Laporan Dinas dan Laporan Polisi
Pascakejadian, Agus melaporkan peristiwa itu ke Dinas Pendidikan Provinsi Jambi. Agus Suparta mengatakan telah mengajar sekitar 15 tahun dan baru pertama kali mengalami kejadian seperti ini. Di sisi lain, dia mengaku sudah 2-3 tahun terakhir kerap mengalami perundungan verbal dari sejumlah siswa.
“Saya berharap ada mediasi dan penanganan serius agar persoalan tidak berlarut-larut,” katanya. Namun, akhirnya, pada Kamis (15/1/2026) malam, Agus melapor ke Polda Jambi. Dia datang membawa hasil visum dan didampingi kakak kandungnya, Nasir. Sekira lima jam, Agus menjalani pemeriksaan.
Dia melaporkan aksi penganiayaan yang dialaminya. “Adik saya dirugikan secara mental dan psikis, apalagi setelah videonya viral. Sudah ada visum dan bekas lebam,” kata Nasir. Agus mengaku mengalami luka lebam di wajah, tangan, dan punggung, serta trauma.
Laporan polisi itu ditujukan kepada beberapa siswa yang terekam dalam video viral.
Sekolah Lakukan Mediasi
Sehari pascakejadian, pihak sekolah menggelar mediasi. Kepala SMKN 3 Tanjab Timur, Ranto M, memastikan kegiatan belajar mengajar kembali berjalan normal. “Benar terjadi perselisihan antara guru dan siswa. Mediasi dihadiri kepala sekolah, Babinsa, Bhabinkamtibmas, camat, lurah, ketua komite, serta pihak siswa dan guru,” ujar Ranto, Rabu (14/1/2026).
Dia mengimbau masyarakat tidak mudah terprovokasi oleh informasi yang belum tentu benar.
Ketua OSIS Minta Maaf, Minta Guru Dipindah
Dalam video yang diunggah akun Instagram lokal Jambi, Ketua OSIS SMKN 3 Berbak mewakili siswa menyampaikan permintaan maaf atas insiden tersebut. Namun, dia juga menyebut para siswa meminta Agus Suparta dipindahkan. “Kami hanya ingin beliau dipindahkan ke tempat lain karena kami tidak nyaman,” katanya, seraya menyebut guru tersebut kerap menindas siswa.
Tanggapan Gubernur Jambi
Gubernur Jambi, Al Haris, turut bereaksi. Dia menegaskan, jika guru terbukti bersalah, maka akan diberikan sanksi. Namun, siswa juga tidak dibenarkan menghakimi guru dengan kekerasan. “Kalau gurunya salah akan kita tindak. Tapi siswa tidak boleh main hakim sendiri. Masalah ini harus diselesaikan secara kekeluargaan,” kata Al Haris, Kamis (15/1/2026).

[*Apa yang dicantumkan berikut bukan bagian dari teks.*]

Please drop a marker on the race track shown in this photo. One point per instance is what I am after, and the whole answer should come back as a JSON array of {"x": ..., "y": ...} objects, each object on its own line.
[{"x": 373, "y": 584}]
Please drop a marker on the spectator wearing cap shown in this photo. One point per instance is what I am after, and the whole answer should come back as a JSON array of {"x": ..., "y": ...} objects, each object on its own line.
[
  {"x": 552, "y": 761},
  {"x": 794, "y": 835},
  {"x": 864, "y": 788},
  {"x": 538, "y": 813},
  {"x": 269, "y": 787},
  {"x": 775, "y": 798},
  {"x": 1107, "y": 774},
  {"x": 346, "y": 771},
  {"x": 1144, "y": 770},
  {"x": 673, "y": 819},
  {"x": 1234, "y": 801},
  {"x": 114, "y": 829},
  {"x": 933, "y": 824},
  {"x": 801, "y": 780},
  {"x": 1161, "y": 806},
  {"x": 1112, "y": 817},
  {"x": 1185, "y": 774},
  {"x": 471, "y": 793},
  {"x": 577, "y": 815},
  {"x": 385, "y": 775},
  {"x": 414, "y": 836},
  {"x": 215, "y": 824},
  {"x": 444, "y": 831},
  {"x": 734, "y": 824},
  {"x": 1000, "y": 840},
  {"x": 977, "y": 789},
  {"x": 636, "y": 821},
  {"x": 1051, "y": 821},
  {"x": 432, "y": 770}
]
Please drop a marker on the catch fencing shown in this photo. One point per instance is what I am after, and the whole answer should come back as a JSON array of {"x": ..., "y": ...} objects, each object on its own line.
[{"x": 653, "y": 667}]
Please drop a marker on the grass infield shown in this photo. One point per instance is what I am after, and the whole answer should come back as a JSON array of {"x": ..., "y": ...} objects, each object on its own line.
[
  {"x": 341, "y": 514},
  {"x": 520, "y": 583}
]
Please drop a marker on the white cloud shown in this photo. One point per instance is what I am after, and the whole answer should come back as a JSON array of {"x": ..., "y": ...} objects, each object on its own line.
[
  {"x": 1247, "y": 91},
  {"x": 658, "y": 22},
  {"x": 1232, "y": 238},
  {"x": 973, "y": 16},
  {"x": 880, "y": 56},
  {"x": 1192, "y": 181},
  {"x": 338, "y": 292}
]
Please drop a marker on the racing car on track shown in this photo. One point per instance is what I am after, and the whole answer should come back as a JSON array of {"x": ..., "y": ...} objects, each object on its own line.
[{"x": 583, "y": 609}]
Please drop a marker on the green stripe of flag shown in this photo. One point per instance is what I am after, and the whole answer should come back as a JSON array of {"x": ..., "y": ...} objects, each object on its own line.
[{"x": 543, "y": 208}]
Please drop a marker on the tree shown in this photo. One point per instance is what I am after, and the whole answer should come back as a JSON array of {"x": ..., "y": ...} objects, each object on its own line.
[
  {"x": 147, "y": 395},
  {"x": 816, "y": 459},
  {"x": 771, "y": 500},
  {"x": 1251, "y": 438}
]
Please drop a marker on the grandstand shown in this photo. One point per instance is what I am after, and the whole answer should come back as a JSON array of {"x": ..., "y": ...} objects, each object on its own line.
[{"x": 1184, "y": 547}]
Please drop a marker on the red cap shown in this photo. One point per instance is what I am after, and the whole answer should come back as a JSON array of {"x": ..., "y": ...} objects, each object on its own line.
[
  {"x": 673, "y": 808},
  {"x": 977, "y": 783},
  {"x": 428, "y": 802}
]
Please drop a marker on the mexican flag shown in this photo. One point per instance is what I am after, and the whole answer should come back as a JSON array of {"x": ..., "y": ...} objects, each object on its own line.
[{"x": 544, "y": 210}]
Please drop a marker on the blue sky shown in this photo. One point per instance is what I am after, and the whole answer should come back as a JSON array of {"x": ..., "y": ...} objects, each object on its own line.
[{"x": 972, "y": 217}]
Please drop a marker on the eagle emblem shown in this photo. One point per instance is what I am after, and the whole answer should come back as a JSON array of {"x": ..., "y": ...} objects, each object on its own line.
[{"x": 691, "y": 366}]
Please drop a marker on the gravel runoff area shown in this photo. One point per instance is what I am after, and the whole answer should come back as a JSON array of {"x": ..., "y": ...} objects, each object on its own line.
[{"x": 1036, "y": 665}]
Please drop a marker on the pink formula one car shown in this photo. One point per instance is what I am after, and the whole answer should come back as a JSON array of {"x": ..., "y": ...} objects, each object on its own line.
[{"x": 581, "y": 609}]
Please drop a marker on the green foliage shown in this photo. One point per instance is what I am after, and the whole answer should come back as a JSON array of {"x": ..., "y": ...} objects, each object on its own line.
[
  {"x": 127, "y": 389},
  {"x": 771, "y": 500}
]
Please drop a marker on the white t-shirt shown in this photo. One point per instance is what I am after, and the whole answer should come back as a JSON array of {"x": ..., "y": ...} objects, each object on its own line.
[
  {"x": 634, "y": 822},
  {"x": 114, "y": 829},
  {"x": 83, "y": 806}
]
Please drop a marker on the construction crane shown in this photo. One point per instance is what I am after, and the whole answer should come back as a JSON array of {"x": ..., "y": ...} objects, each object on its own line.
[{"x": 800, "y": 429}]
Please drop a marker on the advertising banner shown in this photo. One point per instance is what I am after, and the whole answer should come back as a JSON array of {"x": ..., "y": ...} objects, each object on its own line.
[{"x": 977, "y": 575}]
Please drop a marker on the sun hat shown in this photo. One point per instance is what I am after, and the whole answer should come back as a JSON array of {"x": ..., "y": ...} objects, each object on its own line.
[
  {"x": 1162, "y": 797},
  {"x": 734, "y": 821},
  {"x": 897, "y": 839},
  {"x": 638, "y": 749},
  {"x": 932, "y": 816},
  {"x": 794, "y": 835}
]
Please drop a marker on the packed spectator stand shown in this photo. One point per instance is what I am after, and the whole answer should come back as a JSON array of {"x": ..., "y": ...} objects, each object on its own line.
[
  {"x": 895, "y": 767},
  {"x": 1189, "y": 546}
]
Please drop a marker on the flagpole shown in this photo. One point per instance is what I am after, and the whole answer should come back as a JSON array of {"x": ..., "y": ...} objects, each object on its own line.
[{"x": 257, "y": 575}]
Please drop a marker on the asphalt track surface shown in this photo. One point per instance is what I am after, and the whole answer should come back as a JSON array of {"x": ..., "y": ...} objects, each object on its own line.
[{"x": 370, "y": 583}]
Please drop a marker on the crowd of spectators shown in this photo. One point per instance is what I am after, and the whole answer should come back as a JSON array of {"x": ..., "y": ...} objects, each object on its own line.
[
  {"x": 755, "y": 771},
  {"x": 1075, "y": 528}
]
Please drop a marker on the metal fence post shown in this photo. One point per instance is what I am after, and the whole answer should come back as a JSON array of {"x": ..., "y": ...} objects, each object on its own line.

Dia telah menginstruksikan Dinas Pendidikan Provinsi Jambi menggelar rapat mediasi dengan melibatkan orang tua, guru, camat, dan kepolisian.
Agus: Siap Dipindah Demi Keamanan
Meski telah melapor ke polisi, Agus mengaku tidak tega melihat anak didiknya berurusan dengan hukum. “Mereka ini anak didik saya. Secara psikologis masih butuh bimbingan,” katanya. Dia menyatakan siap dipindahkan jika memang keberadaannya tidak diinginkan demi kenyamanan siswa dan keselamatan dirinya.